Marisol Perez (Natasha M. Baumgardner), a Puerto Rican office worker who lives in the perilous Bronx, is unaware of how often her guardian angel (Erica Christian Sutherlin) has protected her, until the Angel gives up, tired of struggling in a world gone mad. God, it seems, has turned senile, so the Angel joins her colleagues in a rebellion against the deity. The ensuing war makes the world even worse, with both God and the angels turning their backs on mankind, everyone out for themselves and no one safe from harm -- a world, in fact, a lot like our own. Marisol presents a fever-dream version of reality that exists, perhaps, just below the surface of the everyday, or perhaps it's all the main character's dream. Marisol's meaning is open to many interpretations; it's the kind of piece that sweeps the cobwebs from the stage and from our expectations of what theater can do. If it sometimes feels like a Twilight Zone episode, that's not surprising, given that Rivera also created the lighter but just as weird TV show Eerie, Indiana.

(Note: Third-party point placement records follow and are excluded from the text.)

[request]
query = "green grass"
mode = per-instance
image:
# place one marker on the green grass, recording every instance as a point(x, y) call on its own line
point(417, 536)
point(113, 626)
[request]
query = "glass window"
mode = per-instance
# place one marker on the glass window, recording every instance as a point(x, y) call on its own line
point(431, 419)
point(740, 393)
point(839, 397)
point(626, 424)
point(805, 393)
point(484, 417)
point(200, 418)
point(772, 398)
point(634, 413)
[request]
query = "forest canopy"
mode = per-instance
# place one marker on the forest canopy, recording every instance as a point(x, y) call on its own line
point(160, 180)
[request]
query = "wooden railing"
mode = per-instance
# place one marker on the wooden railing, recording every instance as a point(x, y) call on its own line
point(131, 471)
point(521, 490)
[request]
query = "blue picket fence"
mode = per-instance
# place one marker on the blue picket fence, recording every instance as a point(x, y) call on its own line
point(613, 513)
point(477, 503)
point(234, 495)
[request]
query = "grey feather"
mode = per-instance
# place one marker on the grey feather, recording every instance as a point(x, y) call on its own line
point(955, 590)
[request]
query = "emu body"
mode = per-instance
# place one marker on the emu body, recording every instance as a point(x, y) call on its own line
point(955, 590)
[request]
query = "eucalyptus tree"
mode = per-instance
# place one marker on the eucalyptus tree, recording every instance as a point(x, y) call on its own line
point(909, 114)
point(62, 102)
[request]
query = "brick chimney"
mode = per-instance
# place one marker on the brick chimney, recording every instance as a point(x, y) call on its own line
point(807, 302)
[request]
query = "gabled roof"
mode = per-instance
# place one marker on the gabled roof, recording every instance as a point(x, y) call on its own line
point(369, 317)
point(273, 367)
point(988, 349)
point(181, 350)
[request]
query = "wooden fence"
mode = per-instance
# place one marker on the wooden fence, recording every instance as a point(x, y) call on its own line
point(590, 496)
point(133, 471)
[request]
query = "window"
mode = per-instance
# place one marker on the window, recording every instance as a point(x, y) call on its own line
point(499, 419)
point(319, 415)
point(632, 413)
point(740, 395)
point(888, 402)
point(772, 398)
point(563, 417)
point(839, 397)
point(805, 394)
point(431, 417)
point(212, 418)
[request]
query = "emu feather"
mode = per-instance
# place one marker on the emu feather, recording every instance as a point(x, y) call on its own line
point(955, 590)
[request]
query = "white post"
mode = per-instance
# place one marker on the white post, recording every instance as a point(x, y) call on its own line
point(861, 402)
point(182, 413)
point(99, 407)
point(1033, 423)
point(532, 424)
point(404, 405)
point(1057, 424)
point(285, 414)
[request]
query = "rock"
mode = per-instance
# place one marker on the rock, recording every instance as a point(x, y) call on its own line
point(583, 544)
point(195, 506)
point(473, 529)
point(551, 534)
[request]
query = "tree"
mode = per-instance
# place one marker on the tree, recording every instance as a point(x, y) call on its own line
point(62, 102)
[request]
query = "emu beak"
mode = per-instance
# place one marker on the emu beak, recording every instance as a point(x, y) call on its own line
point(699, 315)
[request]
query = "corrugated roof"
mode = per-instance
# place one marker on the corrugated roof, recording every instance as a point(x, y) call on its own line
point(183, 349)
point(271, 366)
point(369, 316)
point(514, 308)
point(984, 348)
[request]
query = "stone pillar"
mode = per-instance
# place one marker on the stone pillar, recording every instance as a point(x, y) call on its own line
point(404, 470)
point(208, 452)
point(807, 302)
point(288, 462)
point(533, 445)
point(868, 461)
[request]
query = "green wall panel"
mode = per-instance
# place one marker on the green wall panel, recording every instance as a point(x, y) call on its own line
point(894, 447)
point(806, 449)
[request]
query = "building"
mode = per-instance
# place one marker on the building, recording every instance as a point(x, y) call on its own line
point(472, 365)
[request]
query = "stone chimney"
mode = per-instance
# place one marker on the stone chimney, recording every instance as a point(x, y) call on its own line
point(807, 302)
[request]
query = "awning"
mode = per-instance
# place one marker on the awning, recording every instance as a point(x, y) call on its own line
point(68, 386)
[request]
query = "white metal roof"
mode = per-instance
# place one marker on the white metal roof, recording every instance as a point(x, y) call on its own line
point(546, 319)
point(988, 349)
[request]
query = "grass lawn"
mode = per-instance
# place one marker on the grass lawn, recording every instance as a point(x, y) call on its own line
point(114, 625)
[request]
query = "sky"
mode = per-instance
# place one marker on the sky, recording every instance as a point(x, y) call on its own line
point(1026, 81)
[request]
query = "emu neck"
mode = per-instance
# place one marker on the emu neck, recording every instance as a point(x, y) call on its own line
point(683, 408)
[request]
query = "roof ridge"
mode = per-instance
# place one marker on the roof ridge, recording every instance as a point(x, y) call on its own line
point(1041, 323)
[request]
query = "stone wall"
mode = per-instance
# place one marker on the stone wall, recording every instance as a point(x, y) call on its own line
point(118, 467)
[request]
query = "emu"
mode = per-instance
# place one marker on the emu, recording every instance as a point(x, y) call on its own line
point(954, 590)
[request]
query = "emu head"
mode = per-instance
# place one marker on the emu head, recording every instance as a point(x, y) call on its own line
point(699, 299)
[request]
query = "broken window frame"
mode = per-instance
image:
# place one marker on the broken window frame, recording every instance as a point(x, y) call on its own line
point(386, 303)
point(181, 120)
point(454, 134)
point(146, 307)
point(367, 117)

Playwright Rivera challenges not only audiences but actors and producers; because of his huge themes and mythic stories, the imagery in his scripts is sometimes difficult to stage. But director William Grivna succeeds at bringing the surreal world to life and in keeping an anxious, unsettled tone throughout, helped immensely by the wall-to-wall sound design by Nick Sears and Nathan Ruyle. Their haunting original music and effects serve as an excellent soundtrack to the proceedings. Sutherlin is a standout as the fierce but compassionate Angel; she has a great knack for Rivera's poetic language and moves with majesty and strength. Scott Miller brings intensity and commitment to Lenny, and Shane J. Signorino does a fine turn as the "Man with Scar Tissue" (that name should give you a sense of the play). Miller and Signorino understand the style of the piece and play it perfectly. Bringing nontraditional casting full circle, Grivna has cast non-Latina Baumgardner as Marisol, and it takes a while to accept this redheaded pixie as a Puerto Rican who has come up from the streets. At times, Baumgardner could have slowed down and made more of the language, but, for the most part, she makes a strong Alice-type guide through this apocalyptic Wonderland.
In any world, real or surreal, evil exists and the innocent die, and what can we do about it? The play ends with a message of one word -- "hope" -- and painfully bright lights aimed straight at the audience suggest that the answer is not in the angels but in ourselves.